The political side of things is left largely in the background, with much of the exposition dealt with in an efficient opening montage, allowing Chris Terrio’s screenplay to zero in on the more dramatic (and entertaining) events. Affleck’s most notable achievement here is the manner in which he creates tension, something which is even more commendable given the aforementioned set-in-stone outcome, and nowhere is this more evident than in the final suspense-filled half hour. Helped ably by Alexandre Desplat’s fitting score, the actual events most assuredly never transpired in the way Argo depicts they do, but we’d harsh to begrudge it when the result is such brilliant cinema.
Affleck is not as formidable on camera as he is behind it, but there is a great dynamic established between Mendez and the six diplomats, whom are as scared and sceptical as you’d expect them to be in a climate where Americans are publicly hanged. The audience is made to care about each character, which makes the tension that much more palpable. John Goodman and Alan Arkin are also great fun to watch as two Hollywood contacts that help sell Argo’s credibility, and the humorous jibes at the film industry keep things flowing nicely in the film’s first act.
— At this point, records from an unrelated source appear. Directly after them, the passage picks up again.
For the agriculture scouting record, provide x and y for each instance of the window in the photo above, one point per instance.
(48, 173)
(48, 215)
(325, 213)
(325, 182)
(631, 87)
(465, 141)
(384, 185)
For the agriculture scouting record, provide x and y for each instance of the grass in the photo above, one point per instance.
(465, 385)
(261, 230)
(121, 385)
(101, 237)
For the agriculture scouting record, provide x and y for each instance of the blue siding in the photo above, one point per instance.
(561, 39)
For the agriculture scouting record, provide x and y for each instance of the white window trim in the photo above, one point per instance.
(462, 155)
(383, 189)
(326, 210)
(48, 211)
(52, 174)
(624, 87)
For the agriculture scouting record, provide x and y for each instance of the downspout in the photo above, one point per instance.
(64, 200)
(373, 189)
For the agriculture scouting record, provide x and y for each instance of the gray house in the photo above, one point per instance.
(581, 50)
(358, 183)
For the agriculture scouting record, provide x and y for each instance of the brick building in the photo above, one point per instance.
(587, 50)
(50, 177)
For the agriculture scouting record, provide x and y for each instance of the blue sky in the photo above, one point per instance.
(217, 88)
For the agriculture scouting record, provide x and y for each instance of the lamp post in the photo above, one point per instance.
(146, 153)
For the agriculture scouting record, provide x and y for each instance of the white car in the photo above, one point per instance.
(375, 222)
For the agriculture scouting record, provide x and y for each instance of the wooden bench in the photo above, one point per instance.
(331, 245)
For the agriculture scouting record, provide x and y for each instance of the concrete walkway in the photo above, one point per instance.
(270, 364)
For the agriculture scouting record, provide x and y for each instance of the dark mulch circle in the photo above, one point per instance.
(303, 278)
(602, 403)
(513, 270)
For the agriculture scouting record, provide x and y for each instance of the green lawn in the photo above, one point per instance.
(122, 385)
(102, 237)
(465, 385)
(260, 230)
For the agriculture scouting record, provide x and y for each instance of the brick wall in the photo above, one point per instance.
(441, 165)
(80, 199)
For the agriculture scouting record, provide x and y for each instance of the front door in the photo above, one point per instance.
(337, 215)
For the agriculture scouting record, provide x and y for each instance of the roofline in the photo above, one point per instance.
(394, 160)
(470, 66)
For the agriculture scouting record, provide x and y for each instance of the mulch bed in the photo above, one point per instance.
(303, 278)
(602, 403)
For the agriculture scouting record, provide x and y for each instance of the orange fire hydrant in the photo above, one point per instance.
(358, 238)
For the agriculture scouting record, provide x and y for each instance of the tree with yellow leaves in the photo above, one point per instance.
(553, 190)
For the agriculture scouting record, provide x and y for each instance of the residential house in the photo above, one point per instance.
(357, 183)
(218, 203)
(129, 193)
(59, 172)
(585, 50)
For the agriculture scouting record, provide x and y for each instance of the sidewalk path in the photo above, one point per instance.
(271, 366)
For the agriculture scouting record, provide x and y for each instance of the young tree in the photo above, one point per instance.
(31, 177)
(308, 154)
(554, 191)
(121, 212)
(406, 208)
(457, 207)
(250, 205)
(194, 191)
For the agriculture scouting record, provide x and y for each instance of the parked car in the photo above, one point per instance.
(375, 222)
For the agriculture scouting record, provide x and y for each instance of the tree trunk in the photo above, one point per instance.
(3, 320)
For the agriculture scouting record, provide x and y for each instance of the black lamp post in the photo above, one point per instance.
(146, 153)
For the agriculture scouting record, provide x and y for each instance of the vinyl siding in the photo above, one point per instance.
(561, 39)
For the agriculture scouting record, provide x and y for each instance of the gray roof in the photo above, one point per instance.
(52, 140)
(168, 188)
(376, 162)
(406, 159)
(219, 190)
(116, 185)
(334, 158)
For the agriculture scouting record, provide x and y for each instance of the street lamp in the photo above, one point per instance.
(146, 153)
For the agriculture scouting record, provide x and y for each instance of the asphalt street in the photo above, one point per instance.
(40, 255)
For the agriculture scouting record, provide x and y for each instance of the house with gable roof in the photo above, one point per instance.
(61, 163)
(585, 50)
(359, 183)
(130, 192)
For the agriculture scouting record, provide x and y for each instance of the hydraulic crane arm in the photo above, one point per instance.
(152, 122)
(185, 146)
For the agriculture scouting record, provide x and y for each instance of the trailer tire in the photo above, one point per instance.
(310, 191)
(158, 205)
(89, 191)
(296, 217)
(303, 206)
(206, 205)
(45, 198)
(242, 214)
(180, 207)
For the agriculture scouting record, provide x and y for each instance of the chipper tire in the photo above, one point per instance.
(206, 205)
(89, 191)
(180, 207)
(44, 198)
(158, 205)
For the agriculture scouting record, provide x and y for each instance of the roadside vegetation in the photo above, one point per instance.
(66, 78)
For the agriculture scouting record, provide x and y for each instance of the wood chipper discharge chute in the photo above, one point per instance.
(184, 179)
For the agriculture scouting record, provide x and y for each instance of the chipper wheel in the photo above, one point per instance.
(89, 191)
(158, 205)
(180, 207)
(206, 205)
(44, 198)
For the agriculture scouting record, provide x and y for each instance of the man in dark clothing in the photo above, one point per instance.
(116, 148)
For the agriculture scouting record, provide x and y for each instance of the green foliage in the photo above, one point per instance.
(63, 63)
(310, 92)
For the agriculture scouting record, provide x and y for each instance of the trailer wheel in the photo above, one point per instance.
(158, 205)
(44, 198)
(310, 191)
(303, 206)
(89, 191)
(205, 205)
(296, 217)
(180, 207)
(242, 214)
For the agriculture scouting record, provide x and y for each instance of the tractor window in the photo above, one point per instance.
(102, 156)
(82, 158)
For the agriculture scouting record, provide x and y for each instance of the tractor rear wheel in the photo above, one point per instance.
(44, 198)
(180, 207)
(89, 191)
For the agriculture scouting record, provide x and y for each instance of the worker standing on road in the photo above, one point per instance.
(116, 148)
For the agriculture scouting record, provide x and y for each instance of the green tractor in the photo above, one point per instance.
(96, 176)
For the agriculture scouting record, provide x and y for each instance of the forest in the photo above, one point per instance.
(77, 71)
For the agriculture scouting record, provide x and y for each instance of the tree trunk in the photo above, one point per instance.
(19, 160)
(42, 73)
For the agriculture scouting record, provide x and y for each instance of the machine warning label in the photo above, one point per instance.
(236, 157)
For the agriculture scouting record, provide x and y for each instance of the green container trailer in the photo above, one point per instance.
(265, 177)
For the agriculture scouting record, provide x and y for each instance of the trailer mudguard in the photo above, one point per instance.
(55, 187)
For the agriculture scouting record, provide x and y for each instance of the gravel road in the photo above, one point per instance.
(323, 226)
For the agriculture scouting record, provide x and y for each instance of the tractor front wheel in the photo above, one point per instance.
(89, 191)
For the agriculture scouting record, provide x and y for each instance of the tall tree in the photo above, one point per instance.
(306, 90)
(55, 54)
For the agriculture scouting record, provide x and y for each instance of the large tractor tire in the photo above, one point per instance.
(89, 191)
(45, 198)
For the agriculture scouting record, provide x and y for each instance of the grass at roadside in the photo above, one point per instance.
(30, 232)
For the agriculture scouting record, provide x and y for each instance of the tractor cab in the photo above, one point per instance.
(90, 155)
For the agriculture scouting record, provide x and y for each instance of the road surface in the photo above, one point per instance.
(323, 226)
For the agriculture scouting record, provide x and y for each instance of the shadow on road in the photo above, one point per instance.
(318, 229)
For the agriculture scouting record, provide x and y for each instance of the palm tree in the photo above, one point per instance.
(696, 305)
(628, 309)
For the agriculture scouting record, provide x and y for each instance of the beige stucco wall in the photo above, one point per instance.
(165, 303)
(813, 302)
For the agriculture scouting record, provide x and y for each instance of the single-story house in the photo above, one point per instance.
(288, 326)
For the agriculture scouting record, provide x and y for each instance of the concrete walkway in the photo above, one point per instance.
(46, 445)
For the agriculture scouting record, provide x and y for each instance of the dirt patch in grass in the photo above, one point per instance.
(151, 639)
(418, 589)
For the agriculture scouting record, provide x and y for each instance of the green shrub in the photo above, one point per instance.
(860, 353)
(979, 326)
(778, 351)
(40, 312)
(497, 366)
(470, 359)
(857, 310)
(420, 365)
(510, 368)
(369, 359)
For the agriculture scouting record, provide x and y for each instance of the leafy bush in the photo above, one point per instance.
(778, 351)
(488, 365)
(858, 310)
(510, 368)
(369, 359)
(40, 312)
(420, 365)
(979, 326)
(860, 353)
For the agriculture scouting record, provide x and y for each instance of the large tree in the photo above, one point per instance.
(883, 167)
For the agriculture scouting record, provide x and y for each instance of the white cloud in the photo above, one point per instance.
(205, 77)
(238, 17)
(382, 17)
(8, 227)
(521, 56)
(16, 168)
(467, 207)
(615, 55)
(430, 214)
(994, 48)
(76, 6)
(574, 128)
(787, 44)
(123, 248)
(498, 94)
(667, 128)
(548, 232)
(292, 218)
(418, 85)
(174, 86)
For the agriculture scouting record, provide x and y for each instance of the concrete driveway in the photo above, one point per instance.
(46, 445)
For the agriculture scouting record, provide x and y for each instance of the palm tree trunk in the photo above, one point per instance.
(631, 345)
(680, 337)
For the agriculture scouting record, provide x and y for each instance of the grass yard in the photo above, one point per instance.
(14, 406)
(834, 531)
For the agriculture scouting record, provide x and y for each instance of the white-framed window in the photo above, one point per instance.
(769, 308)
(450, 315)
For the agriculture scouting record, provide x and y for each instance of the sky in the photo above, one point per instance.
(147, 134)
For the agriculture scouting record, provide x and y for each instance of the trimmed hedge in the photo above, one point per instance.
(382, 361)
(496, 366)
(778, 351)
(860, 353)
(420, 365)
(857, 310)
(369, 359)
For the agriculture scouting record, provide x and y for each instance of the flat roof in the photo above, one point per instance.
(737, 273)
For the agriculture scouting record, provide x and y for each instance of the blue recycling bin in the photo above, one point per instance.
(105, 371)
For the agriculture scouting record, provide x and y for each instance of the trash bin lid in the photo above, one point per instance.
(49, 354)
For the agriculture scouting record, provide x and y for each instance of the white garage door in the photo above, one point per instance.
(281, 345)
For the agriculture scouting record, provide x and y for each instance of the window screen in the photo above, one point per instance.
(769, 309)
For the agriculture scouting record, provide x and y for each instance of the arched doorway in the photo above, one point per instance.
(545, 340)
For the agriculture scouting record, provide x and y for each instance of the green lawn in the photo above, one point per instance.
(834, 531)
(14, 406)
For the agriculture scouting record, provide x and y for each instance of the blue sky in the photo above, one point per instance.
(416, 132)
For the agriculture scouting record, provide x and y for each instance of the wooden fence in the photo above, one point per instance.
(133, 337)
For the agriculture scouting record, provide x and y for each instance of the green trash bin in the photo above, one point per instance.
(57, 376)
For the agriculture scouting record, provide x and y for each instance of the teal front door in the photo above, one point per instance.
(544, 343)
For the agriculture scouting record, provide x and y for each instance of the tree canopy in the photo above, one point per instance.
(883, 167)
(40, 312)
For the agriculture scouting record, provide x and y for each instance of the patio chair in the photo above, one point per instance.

When you consider the long list of accomplished actors in bit-part roles – Bob Gunton, Victor Garber, Kyle Chandler, Richard Kind, Titus Welliver and Keith Szarabajka all appear – it becomes clear just how impressive the ensemble cast really is. In this regard, Breaking Bad’s Bryan Cranston is the standout, superb as Mendez’s prudent supervisor Jack O’Donnell. Deserving of every accolade it has received, Argo is an entertaining, affecting thriller that warrants a place in anyone’s DVD/Blu-ray collection.